09/05/2019 John Grubbs
Helicopter parent

For too many millennials, parents have micromanaged every part of their lives.  Having Mom or Dad hover over them, then rush in and “save the day” every time a child encounter stress is normal in today’s culture.  “Helicopter parenting,” can range from scheduling a play date for a four-year old to writing college admissions essays in the hopes the child gets into the best college.  Helicopter parent is a term for a person who pays extremely close attention to his or her child or children, particularly at educational institutions. They rush to prevent any harm or failure from befalling them or letting them learn from their own mistakes, sometimes even contrary to the children's wishes. They are so named because, like a helicopter, they hover closely overhead, rarely out of reach whether their children need them or not.

In Dr. Haim Ginott's 1969 book Parents & Teenagers by teens who said their parents would hover over them like a helicopter.  It is also known as "lawnmower parents," "cosseting parent," or "bulldoze parent."

Some helicopter parents continue to hover over their children into adulthood.   According to an Adecco survey cited by the Wall Street Journal, eight (8) percent of recent college graduates chose to bring their parents to a job interview.  Even more amazing is the fact that a full three (3) percent actually had their parents attend an actual job tryout.

Hyper-parental involvement is not a very positive trend.  Research reveals that too much parental involvement in children’s lives can actually result in lower grades and decreased motivation for their kids. The Wall Street Journal says employers are catering to the odd tendency by hosting “Take Your Parents to Work” days and even inviting them to corporate open houses.  We must examine what has changed to make this generation so different by looking at it from their perspective.
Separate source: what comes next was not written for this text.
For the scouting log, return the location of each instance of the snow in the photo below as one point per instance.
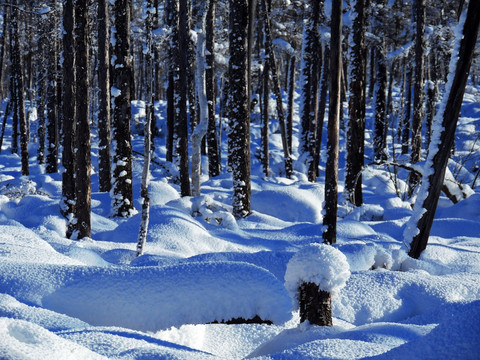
(94, 299)
(320, 264)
Helicopter parents are protecting children from bad outcomes such as being unhappy or failure.  However these negative outcomes are some of life’s best teachers.  Over parenting is a learned behavior among peers.  We watch other parents do it and our need to protect becomes hypersensitive.
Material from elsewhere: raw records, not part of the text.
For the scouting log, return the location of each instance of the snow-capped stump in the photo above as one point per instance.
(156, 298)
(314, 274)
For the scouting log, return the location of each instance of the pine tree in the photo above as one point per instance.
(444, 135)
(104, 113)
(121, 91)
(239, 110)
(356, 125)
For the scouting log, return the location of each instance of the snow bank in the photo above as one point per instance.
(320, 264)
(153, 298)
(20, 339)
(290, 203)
Helicopter parenting can result in five negative outcomes says Dr. Gilboa:

  • Low confidence and poor self-esteem. Since my parents don’t trust me, I must not be capable.
  • Poor coping skills. I have never learned how deal with loss or disappointment in life.
  • Unhealthy anxiety. I feel anxious and depressed.
  • Sense of entitlement. I have always been a winner.  I am wonderful.  I must get my way.
  • Poor life skills. My mom wakes me up for classes in college.  My dad pays my bills.

Today’s workforce is different and if we try to manage them like generations of the past, we will struggle.  Supervisors must be more sensitive to each individual and understand employees may lack basic life skills as young adults.  Parents must resist the urge to solve and support by letting children fail in a safe yet constructive environment.  I refer to this as controlled failure and it can apply to grades, jobs, and relationships.